8. Le présent jugement implique nécessairement qu’une aide humaine des élèves en situation de handicap individuelle soit attribuée à la fille de la requérante à hauteur de 15 heures par semaine. Par suite, il y a lieu d’enjoindre au recteur de l’académie de Créteil d’attribuer un tel accompagnant dans un délai de quinze jours à compter de la notification du présent jugement et pour la durée prévue par la décision de la commission des droits et de l’autonomie des personnes handicapées.

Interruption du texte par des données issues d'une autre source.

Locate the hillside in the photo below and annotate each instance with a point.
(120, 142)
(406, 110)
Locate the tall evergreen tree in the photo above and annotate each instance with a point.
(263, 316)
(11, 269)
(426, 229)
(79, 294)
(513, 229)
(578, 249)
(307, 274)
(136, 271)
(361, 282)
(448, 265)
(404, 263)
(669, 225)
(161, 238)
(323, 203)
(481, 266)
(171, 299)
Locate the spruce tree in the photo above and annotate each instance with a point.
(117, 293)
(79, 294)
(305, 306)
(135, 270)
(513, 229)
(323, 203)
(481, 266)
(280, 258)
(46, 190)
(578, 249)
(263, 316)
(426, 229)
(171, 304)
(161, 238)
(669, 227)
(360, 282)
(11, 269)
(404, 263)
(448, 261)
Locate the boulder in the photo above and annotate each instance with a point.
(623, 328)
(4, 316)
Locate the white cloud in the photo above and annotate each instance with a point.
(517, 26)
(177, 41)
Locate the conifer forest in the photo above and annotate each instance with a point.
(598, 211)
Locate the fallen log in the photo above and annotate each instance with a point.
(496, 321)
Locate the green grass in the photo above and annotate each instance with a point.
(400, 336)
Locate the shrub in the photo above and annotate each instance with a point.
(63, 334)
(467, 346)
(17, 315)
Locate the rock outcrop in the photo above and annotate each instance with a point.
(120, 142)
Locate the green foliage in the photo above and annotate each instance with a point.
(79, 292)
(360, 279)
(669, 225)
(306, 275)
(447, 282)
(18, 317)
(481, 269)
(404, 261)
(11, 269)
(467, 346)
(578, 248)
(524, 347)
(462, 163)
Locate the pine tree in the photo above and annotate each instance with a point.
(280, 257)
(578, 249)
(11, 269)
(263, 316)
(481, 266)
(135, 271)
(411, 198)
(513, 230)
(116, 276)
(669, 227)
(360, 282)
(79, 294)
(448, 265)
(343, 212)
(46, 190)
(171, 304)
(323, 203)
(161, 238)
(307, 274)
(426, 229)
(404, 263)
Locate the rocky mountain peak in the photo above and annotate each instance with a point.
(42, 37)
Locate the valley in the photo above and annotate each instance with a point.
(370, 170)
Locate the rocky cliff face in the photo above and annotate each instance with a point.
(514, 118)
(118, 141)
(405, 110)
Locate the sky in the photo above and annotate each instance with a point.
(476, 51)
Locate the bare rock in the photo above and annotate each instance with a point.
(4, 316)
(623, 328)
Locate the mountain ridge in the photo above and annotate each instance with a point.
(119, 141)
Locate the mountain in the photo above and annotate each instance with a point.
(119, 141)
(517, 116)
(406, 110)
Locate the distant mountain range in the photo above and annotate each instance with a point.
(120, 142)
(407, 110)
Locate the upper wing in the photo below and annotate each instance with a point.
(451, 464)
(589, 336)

Dans les circonstances de l’espèce, il n’y a pas lieu d’assortir cette injonction d’une astreinte.
Sur les frais liés à l’instance :
9. Il y a lieu, dans les circonstances de l’espèce, de mettre à la charge de l’État une somme de 1 500 euros à verser à Mme B… au titre des dispositions de l’article L. 761-1 du code de justice administrative.
D E C I D E :
Article 1er : La décision par laquelle le directeur académique des services de l’éducation nationale du Val-de-Marne a implicitement rejeté la demande de Mme B…, réceptionnée le 22 janvier 2026, tendant à l’exécution de la décision du 10 avril 2025 de la commission des droits et de l’autonomie des personnes handicapées de la Seine-Saint-Denis en tant qu’elle attribue à sa fille, A…, une aide humaine aux élèves handicapés individuelle à hauteur de 15 heures par semaine du 1er mars 2025 au 31 août 2029, est annulée.
Article 2 : Il est enjoint au recteur de l’académie de Créteil d’attribuer à A… D… un accompagnant des élèves en situation de handicap individuel à hauteur de 15 heures par semaine dans un délai de quinze jours à compter de la notification du présent jugement.
Article 3 : L’État versera à Mme B… une somme de 1 500 euros sur le fondement des dispositions de l’article L. 761-1 du code de justice.
Article 4 : Le surplus des conclusions de la requête est rejeté.
Article 5 : Le présent jugement sera notifié à Mme C… B… et au ministre de l’éducation nationale.
Copie en sera adressée au recteur de l’académie de Créteil.
Délibéré après l’audience du 27 mars 2026, à laquelle siégeaient :
Mme Mullié, présidente,
Mme Flandre Olivier, conseillère,
Mme Giesbert, conseillère.
Rendu public par mise à disposition au greffe le 7 mai 2026.
La rapporteure,
L. FLANDRE OLIVIER
La présidente,
N. MULLIÉ
La greffière,
H. KELI
La République mande et ordonne au ministre de l’éducation nationale en ce qui le concerne ou à tous commissaires de justice à ce requis en ce qui concerne les voies de droit commun contre les parties privées, de pourvoir à l’exécution de la présente décision.